Tadi malam saya menonton bigmatch Liga Inggris antara Liverpool (my favourite club) vs MU, pertandingan yang diawali dengan tribute untuk mengenang tragedi Hillsborough pada 15 April 1989, yang menewaskan 96 orang. Pemain Liverpool mengenakan tracksuit khusus bertuliskan angka ’96’ di bagian punggung. Dengan latar lagu You’ll Never Walk Alone, pemain legendaris MU Sir Bobby Charlton turut terlihat menyerahkan 96 bunga mawar ke pemain legendaris Liverpool Ian Rush. Termasuk kapten Steven Gerrard di kubu Liverpool dan Ryan Giggs di kubu MU, melepaskan 96 buah balon untuk mengenang 96 korban jiwa di Hillsborough. Emosional!

Dan pertandingan pun ternyata, jauh lebih emosional, kedua kubu saling berlari dan men-tackle demi memperebutkan bola.
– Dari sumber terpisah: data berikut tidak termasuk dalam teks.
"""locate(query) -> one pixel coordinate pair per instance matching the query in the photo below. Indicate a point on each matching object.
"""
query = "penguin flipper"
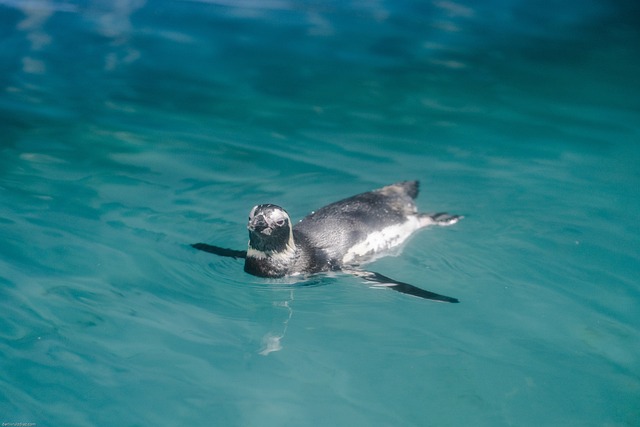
(402, 287)
(217, 250)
Pelanggaran dan peluit wasit menjadi pemandangan yang sering terlihat di lapangan. Awal petaka ketika Jonjo Shelvey, salah satu pemain Liverpool di kartu merah oleh wasit gara-gara melakukan tackle menggunakan dua kaki. Wow, apa-apaan neh, saya langsung protes ke wasit (yang pasti wasit ga mungkin denger lah, haha..). Yang berebut bola kemudian sliding dengan dua kaki itu ada dua pemain, ga hanya satu, kenapa cuma satu pemain yang di kartu merah. Wah, ga beres neh wasit memihak satu belah pihak, toh pemain mau protes juga ga bisa diganti tuh keputusan wasit.

Sudahlah, pertandingan dilanjut sampai babak pertama selesai. Istirahat 15 menit. Dilanjut babak kedua, namun baru beberapa menit Gerrard akhirnya bikin gol. Mantab, dengan 10 orang Liverpool bisa unggul dari lawan 11 orang. Eh, ketika Liverpudlians (sebutan pendukung Liverpool) masih bersorak sorai, MU dengan cepat membalas menjadi 1-1. Bodo ah, yang penting masih imbang.

Well, akhirnya wasit memihak tim tamu terbukti, puncaknya adalah ketika wasit memberi hadiah pinalti ke tim MU, dengan alasan yang tidak masuk akal. Orangnya jatuh sendiri di kotak pinalti, namun dengan mudahnya wasit menunjuk titik putih. Great job!!

Dan gol, skor berubah menjadi 1-2 keunggulan tim tamu, yang akhirnya bertahan hingga 90 menit.

Saat itu, saya tidak peduli dan langsung menuduh wasit sudah ‘mendukung’ tim tamu, MU. Well, perlu diingat kalau nama wasit tersebut adalah Mark Halsey. Wah, berarti ada penerus Howard Webb neh. (atau mungkin rival utama tuh.. Tau deh).

Mari kita tunggu aksi dari wasit tersebut selanjutnya.